Commenting ahead of the closure of the Government’s consultation on a review of the Feed-in Tariff (FiT) scheme for renewable energy, Mark Stewart, Baker Tilly’s head of infrastructure and renewable energy in Scotland said: ‘This consultation has all been about the Department for Energy and Climate Change trying to manage its costs and the Government’s response will have very serious implications for the whole renewables sector.

‘In order to remain within the proposed overall budget cap of £75-100m for the FiT scheme (to 2018/19), developers and investors will have to accept the internal rate of return (IRR) hurdle rates assumed for each technology type underpinning the proposed FiT rates going forward.  For solar investors that means four per cent, for onshore wind it is five per cent and for hydro it is nine per cent.  If the cost of the scheme cannot be managed by these deployment caps, DECC proposes to close the scheme for new applicants as soon as legislatively possible, which is expected to be January 2016.

‘Many of our clients have strongly argued that the proposed hurdle rates for onshore wind and solar projects in particular are well below that which would attract investment in the FiT scheme going forward.

‘Sadly for the renewables sector, this consultation is but one of a number of recent UK Government announcements which have rocked the industry. This started with the closure of the Renewables Obligation (RO) for large scale solar projects of 5MW or more in April 2015, followed by the consultation on the intention to close the RO for solar projects of less than 5MW from 1 April 2016 and the intention to close the RO for onshore wind from 1 April 2016 – although this appears to have been defeated in the House of Lords.

“We’ve also seen a delay to the next round of contract for difference (CfD) allocations, the removal of FiT pre-accreditation and the removal of renewable energy generation from the climate change levy exemption. These have all had a detrimental effect on investors, funders, the community and supply chains across the renewables industry. Taken together, they are undermining commitments to tackling climate change and putting thousands of jobs and billions of pounds worth of investment at risk.

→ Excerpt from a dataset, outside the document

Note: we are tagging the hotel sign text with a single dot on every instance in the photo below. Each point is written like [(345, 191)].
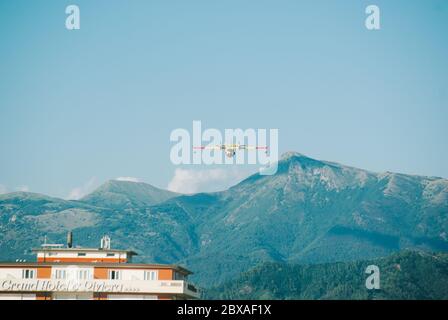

‘According to Scottish Renewables, the voice of the industry in Scotland, the impact of these measures could be in the region of £3bn of lost investment and over 5,000 jobs lost in Scotland alone. A report to be issued today by Community Energy England states that capital investment of £127m is now not likely to happen as a result of changes to the FiT scheme, 87% of which are solar projects.

‘The debate on “cost minimisation to the end consumer”, one of Amber Rudd’s key manifesto pledges, will certainly intensify in the coming weeks, particularly as the UK has signed an agreement with the Chinese Government to deliver the £18bn Hinkley Point C nuclear energy plant which is a 3GW power station. It has been argued that the same level of investment would deliver 20GW if invested into offshore wind technology.’

Lindsey Cooper, a partner in Baker Tilly’s restructuring and advisory renewable energy team said: ‘The disproportionate impact on the solar industry is being felt with a number of high profile administrations in recent weeks including the Mark Group and Climate Energy citing a lack of consumer demand resulting from UK Government policy changes. In addition two US groups have recently announced that they will be pulling out of the UK solar market.

‘Companies operating in the sector and their supply chain are facing increased scrutiny from their investors and bankers as they seek to gain comfort around ongoing viability and in some instances projects may be shelved or mothballed. This is a tough time for businesses in this sector and many will need to consider restructuring, merging or even exiting the market.’